Gärten, Landschaft und Kultur in der Provence und an der Côte d’Azur

… lautete das Thema meiner ersten diesjährigen Gartenreise, die ich zusammen mit Nicola Hahn organisiert und durchgeführt habe.

der Papstpalast in Avignon

Vom 21. bis zum 28. Mai 2022 ging es also in den Süden Frankreichs. Startpunkt war die historische Papststadt Avignon, in deren Umgebung wir uns zunächst einmal mit den Besonderheiten des Bodens in der Haute Provence vertraut machten. Das bedeutete in diesem Falle einen Besuch der Ockerminen von Bruoux, wurde dieses Erdpigment dort doch seit dem 19. Jahrhundert für Anstriche, Malfarben und andere Verwendungszwecke abgebaut und prägte mit seinen Farbschattierungen den Anblick vieler provencalischer Dörfer. Auf der kurzweiligen Führung durch die Minen lernten wir vieles, so z. B. dass in den Minen Linkshänder besser bezahlt wurden als Rechtshänder, da sie in der Minderzahl waren, für das Vorantreiben der Stollen aber unabdingbar.

Eingang zu den Ockerminen

Der zweite Farbton neben dem Rotbraun des Ockers, der wohl jedem beim Gedanken an die Provence in den Sinn kommt, ist das Violett des Lavendels. Also durfte der Besuch einer Lavendeldestillerie nicht fehlen, auch wenn die Felder zum Zeitpunkt unserer Reise noch nicht blühten und uns die Technik des Destillierens daher nur theoretisch erklärt werden konnte. Auch hier gab es eine Menge zu lernen über unterschiedliche Lavendelarten und -sorten und ihre jeweilige Verwendung.

Hofeinfahrt in Lourmain

Zur Mittagspause bot sich an diesem Tag das pittoreske Dörfchen Lourmarin an.
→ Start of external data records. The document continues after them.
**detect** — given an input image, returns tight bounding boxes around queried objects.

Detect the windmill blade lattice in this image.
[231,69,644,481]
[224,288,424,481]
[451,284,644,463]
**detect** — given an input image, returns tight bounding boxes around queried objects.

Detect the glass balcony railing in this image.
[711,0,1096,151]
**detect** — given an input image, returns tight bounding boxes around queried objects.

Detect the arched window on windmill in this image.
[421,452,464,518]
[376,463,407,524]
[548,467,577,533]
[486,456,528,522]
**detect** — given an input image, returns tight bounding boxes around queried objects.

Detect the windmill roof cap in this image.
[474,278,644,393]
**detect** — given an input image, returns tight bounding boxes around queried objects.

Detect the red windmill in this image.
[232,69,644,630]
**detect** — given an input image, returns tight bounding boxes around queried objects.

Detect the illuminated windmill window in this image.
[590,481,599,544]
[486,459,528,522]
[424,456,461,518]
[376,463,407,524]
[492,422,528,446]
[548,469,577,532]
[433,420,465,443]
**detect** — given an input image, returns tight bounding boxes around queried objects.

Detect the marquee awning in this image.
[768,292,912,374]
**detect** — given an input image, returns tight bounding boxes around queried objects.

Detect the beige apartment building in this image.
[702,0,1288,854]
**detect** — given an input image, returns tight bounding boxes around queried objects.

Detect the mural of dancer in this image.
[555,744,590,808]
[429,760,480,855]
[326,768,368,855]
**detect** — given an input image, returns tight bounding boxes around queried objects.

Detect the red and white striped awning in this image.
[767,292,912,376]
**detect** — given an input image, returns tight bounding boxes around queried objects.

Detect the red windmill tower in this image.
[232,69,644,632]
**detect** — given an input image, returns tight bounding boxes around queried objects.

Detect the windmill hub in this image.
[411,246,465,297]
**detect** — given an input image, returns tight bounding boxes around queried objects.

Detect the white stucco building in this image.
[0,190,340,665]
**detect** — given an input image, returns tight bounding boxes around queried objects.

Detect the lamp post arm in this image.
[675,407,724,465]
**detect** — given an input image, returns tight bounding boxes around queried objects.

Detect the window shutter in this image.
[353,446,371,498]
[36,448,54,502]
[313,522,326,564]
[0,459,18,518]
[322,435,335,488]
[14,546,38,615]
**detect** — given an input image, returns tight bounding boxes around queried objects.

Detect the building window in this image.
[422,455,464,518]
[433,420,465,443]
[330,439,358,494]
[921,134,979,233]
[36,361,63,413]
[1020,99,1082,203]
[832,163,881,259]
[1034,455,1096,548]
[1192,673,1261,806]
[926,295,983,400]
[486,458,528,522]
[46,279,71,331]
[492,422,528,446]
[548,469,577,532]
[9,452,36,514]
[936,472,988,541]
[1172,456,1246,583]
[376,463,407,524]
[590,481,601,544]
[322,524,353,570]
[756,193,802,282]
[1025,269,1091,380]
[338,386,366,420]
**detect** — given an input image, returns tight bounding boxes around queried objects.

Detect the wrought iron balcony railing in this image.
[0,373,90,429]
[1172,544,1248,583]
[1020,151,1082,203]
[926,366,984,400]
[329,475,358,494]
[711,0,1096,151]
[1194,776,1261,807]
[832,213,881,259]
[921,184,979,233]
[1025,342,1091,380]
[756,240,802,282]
Erläuterungen zum Lavendelanbau

Zum Abschluss des ersten Tages besuchten wir den Privatgarten Pavillon de Galon von Guy Hervais, der international als Gartendesigner tätig ist. Sein Garten überzeugte durch das vorherrschende Blau und die sanften Formen der Hecken und Formgehölze, die die Farben und Formen der umliegenden Hügel der Haute Provence aufnahmen. Über 300 Jahre alte Platanen am Haus sorgten zusammen mit dem gereichten Aperitif für eine unnachahmliche Atmosphäre dieses sehr individuellen Gartens.

Aperitif im Pavillon de Galon

Unser nächster Besuch am folgenden Tag galt dem Weingut Val Joanis, das neben ausgedehnten Rebflächen auch über einen typisch französischen Potager verfügt, der sich in perfektem Pflegezustand präsentierte. Neben Formschnittgehölzen, Spalierobst und Gemüse waren es hier auch die vielfältigen Beetbegrenzungen und Hecken, die Inspiration für den eigenen Garten zu Hause boten.

klare Formen im Garten Val Joanis

Nach einer Mittagspause im durch die vielen Studenten ausgesprochen lebendigen Aix-en-Provence empfing uns am Nachmittag Madame Darlington-Duval in der Domaine d’Orvés. Hier bekamen wir nicht nur die intimistischen Bilder ihres Vaters zu sehen, sondern auch eine Führung durch den ausgedehnten Garten, der eine Vielzahl seltener Gehölze aufweist. Auf der Terrasse beschlossen wir unseren Besuch mit einem Aperitif und genossen die entspannte Atmosphäre im Schatten der hochen Bäume.

Domaine d’Orvés

Der folgende Tag war (fast) ganz dem Thema ‚Düfte‘ gewidmet. Am Morgen besuchten wir den Garten des Parfümeriemuseums in der Nähe der Parfümstadt Grasse. Hier wurden uns auf einer Führung verschiedene Duftpflanzen präsentiert, deren ätherische Öle als Grundlage für die Parfümproduktion dienen.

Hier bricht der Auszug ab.